What is the difference between a divorce and an annulment?
A divorce is the process used to end or dissolve a legal marriage under Illinois law. An annulment is the legal cancellation of a marriage which was never valid to begin with. For instance, if the couple got married while one of the persons was drunk or drugged or otherwise lacked mental capacity, that marriage may be annulled. A marriage may also be invalid and void or voidable if one party was forced or tricked into marriage, if one party was underage and lacked parental consent, if one party was already married to another, or if the marriage cannot be physically consummated. In Illinois, an annulment is called a Declaration of Invalidity of Marriage.
What is the purpose of a legal separation?
A legal separation is an option for some couples who cannot divorce for religious or economic reasons, or because they do not yet meet the residency requirements to obtain a divorce in Illinois. Others may wish to live apart but may be holding out the hope of a reconciliation and are not ready to finally declare the marriage is over. Entering into a legal separation allows the parties to establish enforceable support and maintenance agreements. A legal separation helps the parties maintain peaceful relations and smooth the transition to either divorce or reconciliation in the future.
Can one spouse’s pension be divided between the parties in a divorce?
The value of a pension which accrued during the marriage may be marital property subject to the equitable distribution of property made by the court. If the fund is a defined benefit plan (such as a pension or retirement plan) or a defined contribution plan (such as a 401(k) or profit sharing plan), it may be necessary to obtain a Qualified Domestic Relations Order (QDRO) directing the plan administrator to transfer or release the funds. A portion of the pension may be marital property and a portion may be separate property, making this a complicated area of law.
Can I still access and use the joint bank account and credit cards while the divorce is pending?

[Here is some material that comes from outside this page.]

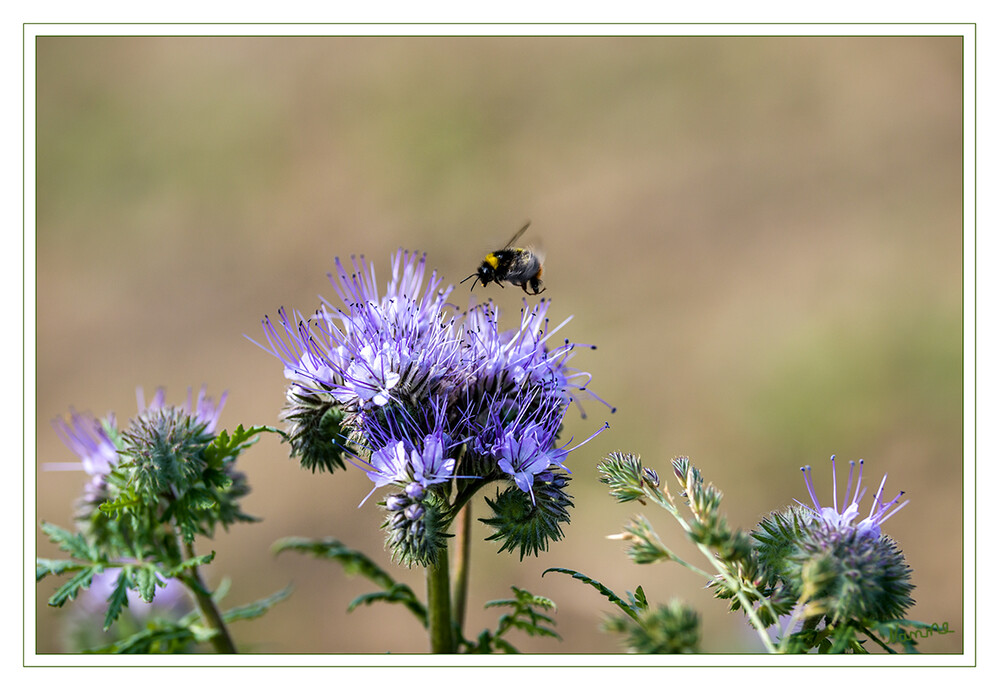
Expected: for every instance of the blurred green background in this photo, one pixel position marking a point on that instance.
(762, 235)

Early in the divorce process, it is common for the judge to make temporary orders for child custody and support pending the final resolution of these issues in the final divorce decree. The judge may issue other orders related to the property and assets of the parties, generally meant to preserve the status quo while the divorce is pending. Even if not specifically prohibited by the court, you probably should not make any large purchases or sales or other big decisions without first consulting with your divorce attorney.
How can I ask for a prenuptial agreement without sending the wrong message?
A prenuptial agreement can benefit both parties who are entering into a marriage. The partner with higher income or assets can rest assured that he or she will not be taken advantage of in case of a divorce, while the other partner can take comfort knowing he or she will be properly taken care of if the marriage doesn’t work out. Addressing these issues at the outset may seem unromantic, but it allows the parties to enter into the marriage with security and peace of mind and focus on each other and the loving bond between them.
A prenuptial agreement can work for any couple, although it may be especially beneficial when there is a large income disparity or where one or both of the parties has been through a difficult divorce in the past. A prenuptial agreement should not be signed until both parties have had the agreement reviewed by an attorney.